Mar, mar y más mar

¡Ey! ¿Cómo van esas vacaciones? Las mías a ratitos. Una semana por aquí, otra por allá, otra trabajando... es la mejor manera de pasar el verano. Pero lo que no falta nunca mis vacaciones es el mar. Ya sea más cerca o más lejos, pero una, que aún es muy niña, tiene que pasarse el día chapoetando en el agua y notando como se pega la sal en la piel. De hecho, mi olor preferido es ese que notas, cuando al salir del agua, se mezcla el sol, la arena, la sal y bronceador... ummmm... ¡huele a verano!
Por favor, que alguien invente una colonia así, para tenerla en la mesilla las largas noches de invierno. ¿Os imagináis? poder oler el mar en cualquier momento y en cualquier época del año en tu casa.


Este verano he pasado una semana en México, y qué deciros... me he enamorado de sus playas, su gente, sus barreras de coral, sus bichitos animalitos y hasta he probado el picante.


Y sentada justo en esta playa, decidí que cuando sea viejita, pero no muy viejita, me retiraré allí, compraré esa barquita y me pasaré el día navegando, viendo tortugas, peces y delfines.

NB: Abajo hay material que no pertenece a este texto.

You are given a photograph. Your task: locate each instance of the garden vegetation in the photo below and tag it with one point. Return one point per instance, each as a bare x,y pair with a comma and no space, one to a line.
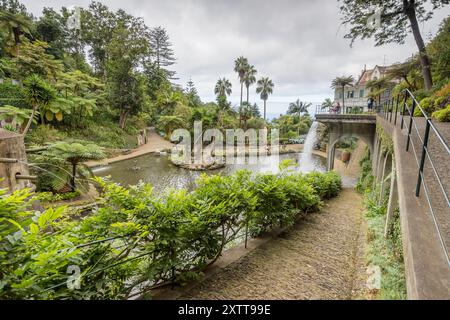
136,240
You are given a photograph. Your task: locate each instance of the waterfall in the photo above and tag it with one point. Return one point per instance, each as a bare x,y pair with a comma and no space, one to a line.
306,161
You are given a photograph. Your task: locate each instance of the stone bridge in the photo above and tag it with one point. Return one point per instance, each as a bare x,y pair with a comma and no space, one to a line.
423,204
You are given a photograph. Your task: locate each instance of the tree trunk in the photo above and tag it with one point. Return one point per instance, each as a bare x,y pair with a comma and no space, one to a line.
72,178
29,121
264,109
248,95
424,60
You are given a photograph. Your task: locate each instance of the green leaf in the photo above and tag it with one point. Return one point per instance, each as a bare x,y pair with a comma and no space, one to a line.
34,229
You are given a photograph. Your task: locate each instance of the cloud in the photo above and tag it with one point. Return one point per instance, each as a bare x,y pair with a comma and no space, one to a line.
297,43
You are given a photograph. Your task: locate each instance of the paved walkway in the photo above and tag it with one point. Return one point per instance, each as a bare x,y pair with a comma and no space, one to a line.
321,257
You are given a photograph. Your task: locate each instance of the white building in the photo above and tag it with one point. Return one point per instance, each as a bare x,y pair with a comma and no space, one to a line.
357,96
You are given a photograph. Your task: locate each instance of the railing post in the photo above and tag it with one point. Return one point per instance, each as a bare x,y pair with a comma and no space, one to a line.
403,110
396,109
410,124
422,160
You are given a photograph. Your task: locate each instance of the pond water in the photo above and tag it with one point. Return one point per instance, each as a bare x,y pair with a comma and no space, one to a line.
162,174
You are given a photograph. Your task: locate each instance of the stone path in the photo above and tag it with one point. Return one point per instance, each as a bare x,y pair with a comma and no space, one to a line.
321,257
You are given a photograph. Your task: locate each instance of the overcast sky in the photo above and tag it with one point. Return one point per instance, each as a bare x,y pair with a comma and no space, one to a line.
297,43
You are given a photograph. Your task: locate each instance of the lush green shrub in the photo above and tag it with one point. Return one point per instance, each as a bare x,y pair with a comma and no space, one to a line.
326,185
136,239
12,94
44,134
51,197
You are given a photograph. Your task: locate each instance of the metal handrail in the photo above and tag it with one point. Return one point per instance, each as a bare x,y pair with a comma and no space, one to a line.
387,111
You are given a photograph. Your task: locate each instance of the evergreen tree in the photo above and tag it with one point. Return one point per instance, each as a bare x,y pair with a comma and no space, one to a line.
162,52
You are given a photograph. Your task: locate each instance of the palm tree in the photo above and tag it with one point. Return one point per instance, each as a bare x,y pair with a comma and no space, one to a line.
342,82
249,79
240,66
299,107
38,94
14,25
264,88
223,88
326,104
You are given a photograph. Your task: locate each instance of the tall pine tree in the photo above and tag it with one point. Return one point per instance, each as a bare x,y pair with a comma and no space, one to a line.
162,52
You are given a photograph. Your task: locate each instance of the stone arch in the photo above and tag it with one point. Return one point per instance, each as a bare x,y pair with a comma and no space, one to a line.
335,138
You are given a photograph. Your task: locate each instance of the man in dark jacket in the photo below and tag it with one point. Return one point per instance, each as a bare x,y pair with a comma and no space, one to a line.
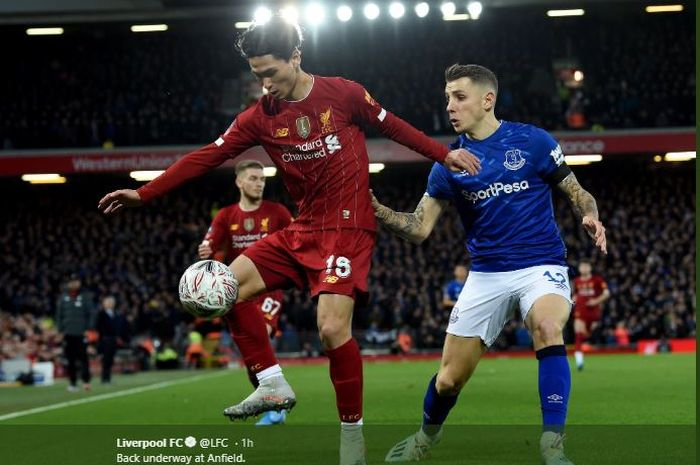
74,316
111,326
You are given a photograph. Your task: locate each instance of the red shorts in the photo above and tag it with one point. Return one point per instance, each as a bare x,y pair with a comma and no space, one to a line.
333,261
270,305
588,317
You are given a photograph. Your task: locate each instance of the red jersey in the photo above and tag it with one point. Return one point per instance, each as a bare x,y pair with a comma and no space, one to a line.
318,147
234,230
587,289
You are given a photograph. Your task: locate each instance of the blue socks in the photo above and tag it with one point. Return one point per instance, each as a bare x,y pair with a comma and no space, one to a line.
555,385
435,409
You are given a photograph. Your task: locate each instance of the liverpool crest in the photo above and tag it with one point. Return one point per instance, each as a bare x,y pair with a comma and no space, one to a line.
303,126
325,120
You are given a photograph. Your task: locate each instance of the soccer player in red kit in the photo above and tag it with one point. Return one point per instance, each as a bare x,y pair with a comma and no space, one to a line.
237,227
310,126
589,292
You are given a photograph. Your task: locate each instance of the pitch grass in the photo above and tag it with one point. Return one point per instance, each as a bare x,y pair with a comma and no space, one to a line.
612,390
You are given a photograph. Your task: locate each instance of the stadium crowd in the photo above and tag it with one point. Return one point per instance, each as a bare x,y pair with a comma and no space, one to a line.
95,88
138,256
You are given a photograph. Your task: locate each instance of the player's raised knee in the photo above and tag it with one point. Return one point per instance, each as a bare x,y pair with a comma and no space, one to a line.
549,331
333,332
448,385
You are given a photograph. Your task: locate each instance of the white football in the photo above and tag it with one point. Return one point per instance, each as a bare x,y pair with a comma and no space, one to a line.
208,289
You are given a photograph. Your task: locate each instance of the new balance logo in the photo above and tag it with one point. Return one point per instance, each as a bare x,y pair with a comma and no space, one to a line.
495,189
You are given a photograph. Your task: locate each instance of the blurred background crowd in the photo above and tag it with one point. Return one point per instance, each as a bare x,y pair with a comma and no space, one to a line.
106,87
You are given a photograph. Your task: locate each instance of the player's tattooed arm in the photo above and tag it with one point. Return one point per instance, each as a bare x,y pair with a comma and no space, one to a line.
586,209
414,227
581,200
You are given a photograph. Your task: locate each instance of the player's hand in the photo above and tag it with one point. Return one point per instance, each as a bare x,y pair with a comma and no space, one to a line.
596,230
115,201
461,160
204,250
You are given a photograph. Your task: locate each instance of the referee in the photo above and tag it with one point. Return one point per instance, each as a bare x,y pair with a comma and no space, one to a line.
75,314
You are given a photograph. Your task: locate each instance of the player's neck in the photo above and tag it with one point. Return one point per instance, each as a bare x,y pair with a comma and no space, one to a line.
302,87
249,205
484,129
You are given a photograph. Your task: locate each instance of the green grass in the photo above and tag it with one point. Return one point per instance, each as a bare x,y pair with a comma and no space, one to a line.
612,390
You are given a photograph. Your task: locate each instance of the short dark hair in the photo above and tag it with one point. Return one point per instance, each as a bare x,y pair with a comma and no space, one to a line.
277,37
247,164
477,73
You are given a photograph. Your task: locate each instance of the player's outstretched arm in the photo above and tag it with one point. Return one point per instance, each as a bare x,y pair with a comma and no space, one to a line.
414,227
115,201
585,207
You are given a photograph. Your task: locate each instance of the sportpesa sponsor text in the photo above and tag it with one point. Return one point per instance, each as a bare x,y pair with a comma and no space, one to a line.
495,189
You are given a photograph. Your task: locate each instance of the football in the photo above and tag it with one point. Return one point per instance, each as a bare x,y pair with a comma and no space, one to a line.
208,289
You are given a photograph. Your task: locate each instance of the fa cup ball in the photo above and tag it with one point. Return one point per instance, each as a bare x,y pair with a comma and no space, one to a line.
208,289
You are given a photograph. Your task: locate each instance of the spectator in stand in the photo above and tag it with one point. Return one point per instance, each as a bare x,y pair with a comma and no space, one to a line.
75,315
112,330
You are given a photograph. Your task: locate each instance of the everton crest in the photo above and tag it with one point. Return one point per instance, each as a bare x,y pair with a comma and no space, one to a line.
514,160
303,126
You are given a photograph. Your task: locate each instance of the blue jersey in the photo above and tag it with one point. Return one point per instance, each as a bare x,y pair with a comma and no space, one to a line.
453,289
506,209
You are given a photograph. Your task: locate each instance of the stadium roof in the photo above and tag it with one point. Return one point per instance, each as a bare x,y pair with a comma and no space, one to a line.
76,11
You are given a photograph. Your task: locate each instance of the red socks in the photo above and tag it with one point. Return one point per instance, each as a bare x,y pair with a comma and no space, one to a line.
247,326
346,375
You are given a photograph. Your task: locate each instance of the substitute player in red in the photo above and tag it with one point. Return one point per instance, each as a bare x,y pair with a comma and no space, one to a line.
589,292
237,227
310,126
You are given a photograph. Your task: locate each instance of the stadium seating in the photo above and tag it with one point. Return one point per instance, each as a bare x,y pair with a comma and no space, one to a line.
102,85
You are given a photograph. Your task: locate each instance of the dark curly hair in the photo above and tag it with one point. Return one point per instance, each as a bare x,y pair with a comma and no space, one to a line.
277,37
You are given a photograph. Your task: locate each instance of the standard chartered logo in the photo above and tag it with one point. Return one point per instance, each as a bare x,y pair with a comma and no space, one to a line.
495,189
312,150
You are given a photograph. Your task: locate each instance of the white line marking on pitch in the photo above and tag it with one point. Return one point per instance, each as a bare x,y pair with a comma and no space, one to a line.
109,395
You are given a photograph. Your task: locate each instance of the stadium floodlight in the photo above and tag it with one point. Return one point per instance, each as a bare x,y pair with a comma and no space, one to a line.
422,9
149,27
663,8
560,13
582,159
290,13
396,10
456,17
262,15
145,175
475,9
47,178
371,11
448,9
344,13
315,13
44,31
679,156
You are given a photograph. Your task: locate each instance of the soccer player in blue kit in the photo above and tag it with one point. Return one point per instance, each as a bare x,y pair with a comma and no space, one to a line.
518,256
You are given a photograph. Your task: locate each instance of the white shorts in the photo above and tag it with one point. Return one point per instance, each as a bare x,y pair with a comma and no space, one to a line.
489,300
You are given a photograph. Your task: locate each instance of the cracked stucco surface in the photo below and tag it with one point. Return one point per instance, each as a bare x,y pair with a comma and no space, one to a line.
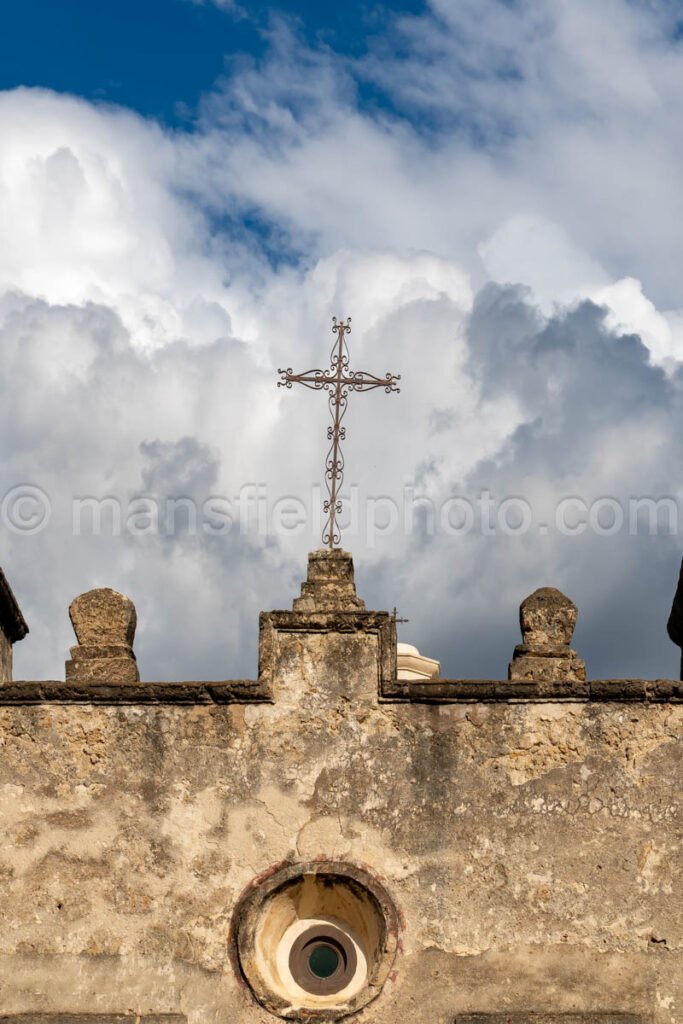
535,851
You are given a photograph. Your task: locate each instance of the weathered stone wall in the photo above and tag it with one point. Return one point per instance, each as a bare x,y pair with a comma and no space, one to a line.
534,849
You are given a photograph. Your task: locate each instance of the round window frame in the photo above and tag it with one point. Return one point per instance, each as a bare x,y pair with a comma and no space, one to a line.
244,926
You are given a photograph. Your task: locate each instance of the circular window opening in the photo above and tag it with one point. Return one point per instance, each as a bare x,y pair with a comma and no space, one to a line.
315,940
323,960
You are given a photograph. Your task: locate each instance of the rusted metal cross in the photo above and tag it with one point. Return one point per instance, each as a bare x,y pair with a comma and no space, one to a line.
338,382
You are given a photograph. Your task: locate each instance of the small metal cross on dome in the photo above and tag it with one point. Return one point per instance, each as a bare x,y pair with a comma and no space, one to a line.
338,382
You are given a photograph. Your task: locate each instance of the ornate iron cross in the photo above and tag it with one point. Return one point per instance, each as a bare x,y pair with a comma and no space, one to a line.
337,381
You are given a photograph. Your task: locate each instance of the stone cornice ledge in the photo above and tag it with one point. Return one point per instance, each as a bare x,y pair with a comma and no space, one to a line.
56,692
528,691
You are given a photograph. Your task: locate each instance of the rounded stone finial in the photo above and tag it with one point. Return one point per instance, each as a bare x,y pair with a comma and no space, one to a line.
103,616
547,616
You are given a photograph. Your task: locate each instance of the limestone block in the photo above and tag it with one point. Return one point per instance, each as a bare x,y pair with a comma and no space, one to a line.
104,625
547,619
330,584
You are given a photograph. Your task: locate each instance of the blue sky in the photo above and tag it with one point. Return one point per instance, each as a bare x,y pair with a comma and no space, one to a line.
492,189
160,56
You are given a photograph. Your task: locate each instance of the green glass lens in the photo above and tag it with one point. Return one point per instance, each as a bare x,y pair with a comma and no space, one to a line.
324,961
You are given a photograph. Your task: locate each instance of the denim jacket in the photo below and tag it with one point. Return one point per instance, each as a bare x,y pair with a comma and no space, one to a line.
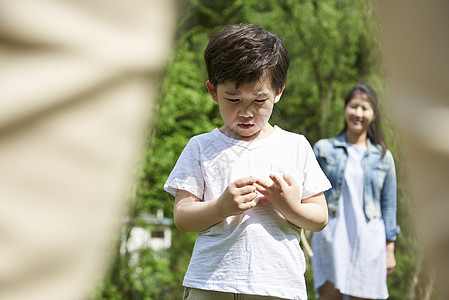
379,193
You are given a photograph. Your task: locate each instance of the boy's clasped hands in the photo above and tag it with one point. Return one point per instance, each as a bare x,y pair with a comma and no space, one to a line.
281,193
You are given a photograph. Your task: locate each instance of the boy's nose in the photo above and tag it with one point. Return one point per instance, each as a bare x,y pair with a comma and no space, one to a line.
246,113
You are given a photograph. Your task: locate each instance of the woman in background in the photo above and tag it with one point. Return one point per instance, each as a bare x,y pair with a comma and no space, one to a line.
355,252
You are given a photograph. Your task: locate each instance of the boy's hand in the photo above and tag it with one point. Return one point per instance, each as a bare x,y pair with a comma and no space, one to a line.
281,194
238,197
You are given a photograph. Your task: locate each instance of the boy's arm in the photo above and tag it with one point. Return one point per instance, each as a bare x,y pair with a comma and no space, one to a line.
193,215
283,195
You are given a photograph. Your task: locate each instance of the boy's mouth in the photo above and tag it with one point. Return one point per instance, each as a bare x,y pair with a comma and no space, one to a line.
245,126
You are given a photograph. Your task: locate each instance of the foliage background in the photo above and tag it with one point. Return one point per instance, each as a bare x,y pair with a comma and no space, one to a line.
332,44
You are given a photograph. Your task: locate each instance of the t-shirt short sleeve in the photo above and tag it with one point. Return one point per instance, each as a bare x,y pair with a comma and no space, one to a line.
187,174
315,181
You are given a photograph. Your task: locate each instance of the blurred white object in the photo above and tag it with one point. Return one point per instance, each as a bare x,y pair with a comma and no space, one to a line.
76,91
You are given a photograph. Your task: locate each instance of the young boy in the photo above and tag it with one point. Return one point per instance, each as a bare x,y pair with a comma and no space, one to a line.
248,187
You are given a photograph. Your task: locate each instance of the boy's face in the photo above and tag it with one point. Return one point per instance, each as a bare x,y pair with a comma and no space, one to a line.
245,110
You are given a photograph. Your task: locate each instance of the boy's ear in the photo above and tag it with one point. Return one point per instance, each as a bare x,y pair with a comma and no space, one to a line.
278,95
212,91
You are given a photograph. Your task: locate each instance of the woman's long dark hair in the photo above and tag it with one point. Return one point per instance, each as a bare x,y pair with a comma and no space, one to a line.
375,133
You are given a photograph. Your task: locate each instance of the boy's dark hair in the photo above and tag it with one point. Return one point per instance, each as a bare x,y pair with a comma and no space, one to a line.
375,133
243,53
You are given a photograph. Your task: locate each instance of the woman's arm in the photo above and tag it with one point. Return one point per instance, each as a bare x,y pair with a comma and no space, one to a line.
391,259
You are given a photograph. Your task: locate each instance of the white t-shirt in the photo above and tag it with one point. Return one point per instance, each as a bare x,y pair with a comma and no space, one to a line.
257,252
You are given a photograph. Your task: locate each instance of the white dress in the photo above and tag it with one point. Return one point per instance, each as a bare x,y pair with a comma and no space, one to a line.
351,251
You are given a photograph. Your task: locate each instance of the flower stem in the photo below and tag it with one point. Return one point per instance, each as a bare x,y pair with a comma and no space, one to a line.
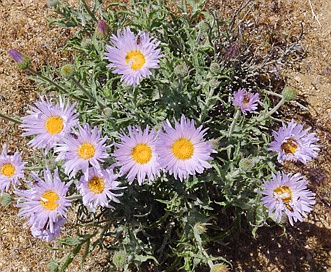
10,118
234,121
55,84
89,11
83,89
272,111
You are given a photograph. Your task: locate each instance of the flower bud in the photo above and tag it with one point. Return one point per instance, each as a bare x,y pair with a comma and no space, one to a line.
213,83
289,93
102,28
52,3
107,112
214,67
23,62
200,228
120,258
5,200
221,267
246,164
67,70
181,69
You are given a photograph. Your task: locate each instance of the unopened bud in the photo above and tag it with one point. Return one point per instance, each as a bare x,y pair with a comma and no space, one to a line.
181,69
214,67
67,70
5,200
23,62
102,28
220,268
120,258
52,3
200,228
246,164
289,93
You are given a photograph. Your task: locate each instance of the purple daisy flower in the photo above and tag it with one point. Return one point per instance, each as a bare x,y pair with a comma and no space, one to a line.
246,101
136,154
45,233
287,194
182,149
96,189
294,143
45,202
81,149
11,169
132,56
49,122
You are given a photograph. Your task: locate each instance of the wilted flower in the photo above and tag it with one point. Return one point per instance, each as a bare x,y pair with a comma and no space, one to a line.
96,188
294,143
132,56
45,202
23,62
246,101
136,154
11,169
81,149
182,149
49,122
44,233
287,194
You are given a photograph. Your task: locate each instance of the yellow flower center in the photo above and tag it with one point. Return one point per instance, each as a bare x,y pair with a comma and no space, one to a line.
136,58
246,100
8,170
54,125
86,151
285,193
183,149
48,200
290,146
96,185
141,153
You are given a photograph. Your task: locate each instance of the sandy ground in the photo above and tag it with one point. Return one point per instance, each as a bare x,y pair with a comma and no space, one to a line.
307,247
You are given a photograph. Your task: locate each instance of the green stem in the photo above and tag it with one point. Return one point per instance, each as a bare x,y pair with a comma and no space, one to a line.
83,89
55,84
89,11
234,121
74,197
272,111
10,118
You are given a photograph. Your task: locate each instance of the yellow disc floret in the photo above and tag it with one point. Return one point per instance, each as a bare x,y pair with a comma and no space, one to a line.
136,58
182,149
54,125
142,153
96,185
48,200
290,146
284,192
86,151
8,170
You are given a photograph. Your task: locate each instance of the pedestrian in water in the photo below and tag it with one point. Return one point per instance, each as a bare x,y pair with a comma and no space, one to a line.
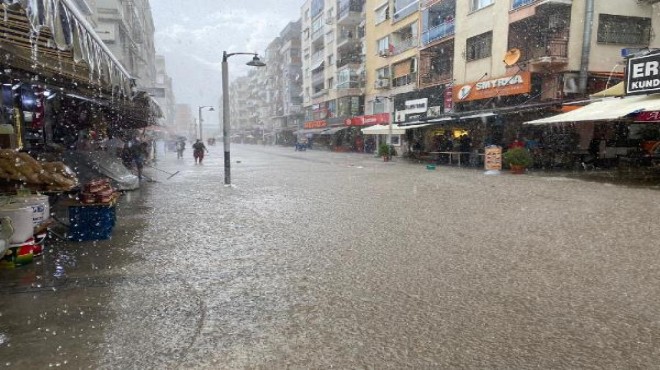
140,153
180,147
198,151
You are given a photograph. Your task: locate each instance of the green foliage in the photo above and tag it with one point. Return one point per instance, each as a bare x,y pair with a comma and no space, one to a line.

Porque no creo que haya mejor lugar en el mundo, con playas tan preciosas, gente tan amable y simpática, comida tan rica y tanta paz como allí.


Bueno, lo mismo dije cuando estuve en Mauricio hace unos años, pero el idioma condiciona un poquito. ¿No os pasa que allí donde vais de vacaciones os queréis quedar a vivir?


A mí sí. Viviría allí donde sea y cuando estoy de vuelta, en el avión, empiezo a planificar. Ok, Eva, me digo, tres meses en México, otro en África, un par más en Estados Unidos y luego de vacaciones a Asia. Y lo que quede del año, pues ya iremos viendo, que siempre hay que dejar unos días para visitar a la familia.


Por suerte, mientras una sigue soñando, siempre me quedan las fotos para recordar que no todo es tan oscuro como a veces lo vemos, que la luz existe y que está en todas partes, solo hay que saber buscarla y, sobre todo, saber verla. Y dentro de unos años, cuando aún siga queriendo volver a este paraiso, seguiré recordando mi viaje con una gran sonrisa.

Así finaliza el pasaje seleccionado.